Does Muslim garb make you nervous, like Juan Williams, ex-NPR newsman? Perhaps our experience last spring is worth the telling.
Returning from St. Thomas, U.S. Virgin Islands, we had already passed through not only security but Customs and Immigration before boarding our plane. After the inevitable departure delays, it was a short and uneventful flight to Fort Lauderdale (just the way I like ’em.)
Having landed safely (praise be – to the pilot and/or your deity of choice,) passengers began the mad flurry of reclaiming overstuffed carry-ons from overhead bins, preparatory to clogging the aisle until the doors actually opened.
Announcement: “Will everyone please return to your seat. Now.” Flurry, flurry. “We apologize for the delay, but we need everyone to return to their seats.” Accomplished.
“Will (passenger name) please identify himself to a cabin attendant.” No response. Request repeated and ignored.
“Will anyone who knows (passenger name) identify themselves?” Silence through the second asking.
Next, an officer in a standard police uniform (minus sidearm, with taser holster) moved down the aisle, stopping two rows ahead of us on the other side. That row contained a young man wearing a sikh-style turban and tunic sitting on the aisle, and two unremarkable typical tourist types. Consulting what I assume was a photo, the officer pointed at the passenger in the center seat, saying, “Please come with me, sir.” Which he did, quietly and unremarkably. I’ll never know what he was wanted for, but his removal allowed the rest of us, including our turbanned fellow traveler to disembark in peace.

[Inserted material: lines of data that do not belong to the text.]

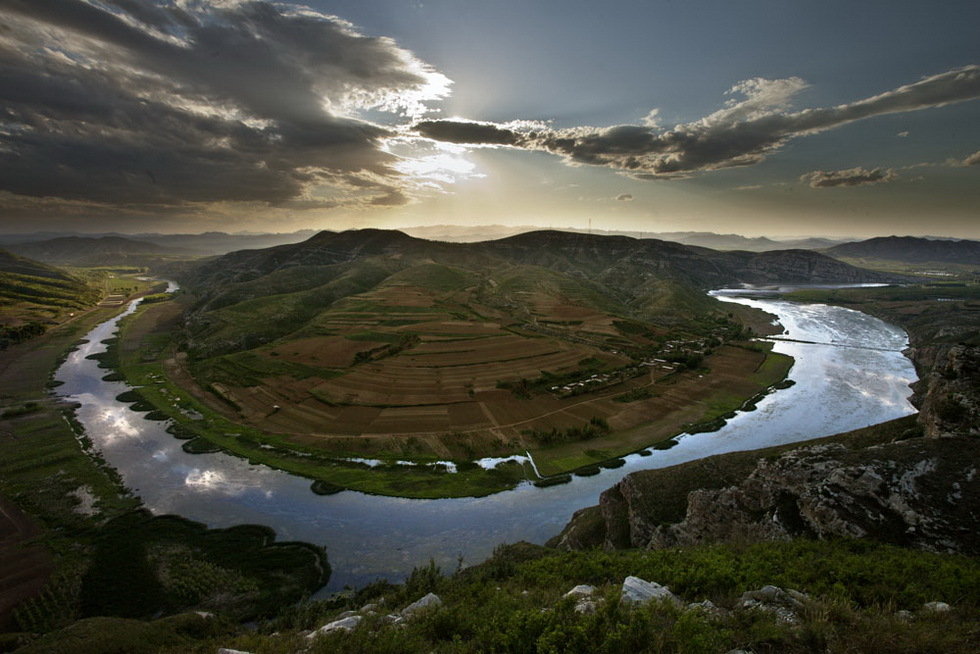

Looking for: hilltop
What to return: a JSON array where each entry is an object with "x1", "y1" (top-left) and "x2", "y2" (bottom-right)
[
  {"x1": 8, "y1": 236, "x2": 186, "y2": 266},
  {"x1": 823, "y1": 236, "x2": 980, "y2": 266},
  {"x1": 0, "y1": 250, "x2": 101, "y2": 340},
  {"x1": 69, "y1": 229, "x2": 887, "y2": 497}
]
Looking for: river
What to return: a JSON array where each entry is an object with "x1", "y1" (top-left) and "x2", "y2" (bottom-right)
[{"x1": 55, "y1": 284, "x2": 916, "y2": 591}]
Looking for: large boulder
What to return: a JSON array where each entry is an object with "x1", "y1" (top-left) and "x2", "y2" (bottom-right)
[
  {"x1": 565, "y1": 584, "x2": 595, "y2": 599},
  {"x1": 622, "y1": 576, "x2": 680, "y2": 604},
  {"x1": 306, "y1": 615, "x2": 364, "y2": 640},
  {"x1": 402, "y1": 593, "x2": 442, "y2": 618}
]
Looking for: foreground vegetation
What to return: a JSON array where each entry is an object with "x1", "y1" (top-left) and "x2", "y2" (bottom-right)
[
  {"x1": 107, "y1": 298, "x2": 792, "y2": 498},
  {"x1": 11, "y1": 540, "x2": 980, "y2": 654},
  {"x1": 0, "y1": 278, "x2": 329, "y2": 643}
]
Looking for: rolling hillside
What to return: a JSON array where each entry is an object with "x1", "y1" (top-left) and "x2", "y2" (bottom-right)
[
  {"x1": 8, "y1": 236, "x2": 184, "y2": 266},
  {"x1": 824, "y1": 236, "x2": 980, "y2": 266},
  {"x1": 0, "y1": 250, "x2": 101, "y2": 333}
]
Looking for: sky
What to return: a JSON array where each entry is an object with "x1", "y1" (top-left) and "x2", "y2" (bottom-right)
[{"x1": 0, "y1": 0, "x2": 980, "y2": 238}]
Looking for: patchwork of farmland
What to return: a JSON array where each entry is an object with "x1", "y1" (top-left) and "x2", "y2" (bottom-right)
[{"x1": 178, "y1": 254, "x2": 780, "y2": 466}]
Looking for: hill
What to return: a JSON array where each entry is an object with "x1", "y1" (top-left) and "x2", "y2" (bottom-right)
[
  {"x1": 824, "y1": 236, "x2": 980, "y2": 266},
  {"x1": 0, "y1": 229, "x2": 316, "y2": 256},
  {"x1": 0, "y1": 250, "x2": 101, "y2": 347},
  {"x1": 67, "y1": 230, "x2": 885, "y2": 496},
  {"x1": 402, "y1": 225, "x2": 850, "y2": 252},
  {"x1": 8, "y1": 236, "x2": 185, "y2": 266}
]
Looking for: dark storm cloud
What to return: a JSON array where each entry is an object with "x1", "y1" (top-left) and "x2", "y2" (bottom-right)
[
  {"x1": 800, "y1": 168, "x2": 898, "y2": 188},
  {"x1": 415, "y1": 120, "x2": 522, "y2": 145},
  {"x1": 416, "y1": 65, "x2": 980, "y2": 179},
  {"x1": 0, "y1": 0, "x2": 449, "y2": 206}
]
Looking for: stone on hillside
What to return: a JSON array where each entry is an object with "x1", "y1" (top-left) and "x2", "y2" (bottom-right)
[
  {"x1": 306, "y1": 615, "x2": 364, "y2": 640},
  {"x1": 737, "y1": 586, "x2": 807, "y2": 624},
  {"x1": 622, "y1": 576, "x2": 680, "y2": 604},
  {"x1": 922, "y1": 602, "x2": 950, "y2": 613},
  {"x1": 402, "y1": 593, "x2": 442, "y2": 618},
  {"x1": 565, "y1": 584, "x2": 595, "y2": 597}
]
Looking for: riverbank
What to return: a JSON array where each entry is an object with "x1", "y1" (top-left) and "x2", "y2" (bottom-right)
[
  {"x1": 17, "y1": 539, "x2": 980, "y2": 654},
  {"x1": 46, "y1": 290, "x2": 914, "y2": 591}
]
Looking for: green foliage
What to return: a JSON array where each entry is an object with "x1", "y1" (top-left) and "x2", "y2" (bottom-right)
[
  {"x1": 523, "y1": 416, "x2": 610, "y2": 445},
  {"x1": 0, "y1": 402, "x2": 41, "y2": 418},
  {"x1": 613, "y1": 387, "x2": 654, "y2": 402},
  {"x1": 80, "y1": 511, "x2": 329, "y2": 618}
]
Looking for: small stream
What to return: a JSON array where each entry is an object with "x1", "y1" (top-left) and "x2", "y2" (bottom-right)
[{"x1": 55, "y1": 285, "x2": 916, "y2": 591}]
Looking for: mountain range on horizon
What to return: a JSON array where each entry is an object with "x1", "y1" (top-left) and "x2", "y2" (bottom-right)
[{"x1": 0, "y1": 225, "x2": 978, "y2": 265}]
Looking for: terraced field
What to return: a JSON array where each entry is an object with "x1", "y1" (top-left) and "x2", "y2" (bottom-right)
[{"x1": 170, "y1": 265, "x2": 785, "y2": 470}]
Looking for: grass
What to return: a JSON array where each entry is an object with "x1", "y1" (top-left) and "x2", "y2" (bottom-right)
[
  {"x1": 103, "y1": 303, "x2": 532, "y2": 498},
  {"x1": 532, "y1": 344, "x2": 793, "y2": 475},
  {"x1": 0, "y1": 284, "x2": 329, "y2": 631},
  {"x1": 24, "y1": 540, "x2": 980, "y2": 654}
]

When the cop stopped at that row, did we jump to conclusions? I’m afraid so. Were we wrong? Yes. Think about it. Someone willing to brave the TSA to follow his religion’s dictates on garb strikes me as possibly truly religious. Your average evildoer packs his plastique into Nikes under blue jeans.
So wear slip-on shoes, keep your seatbelt fastened, and have a nice flight.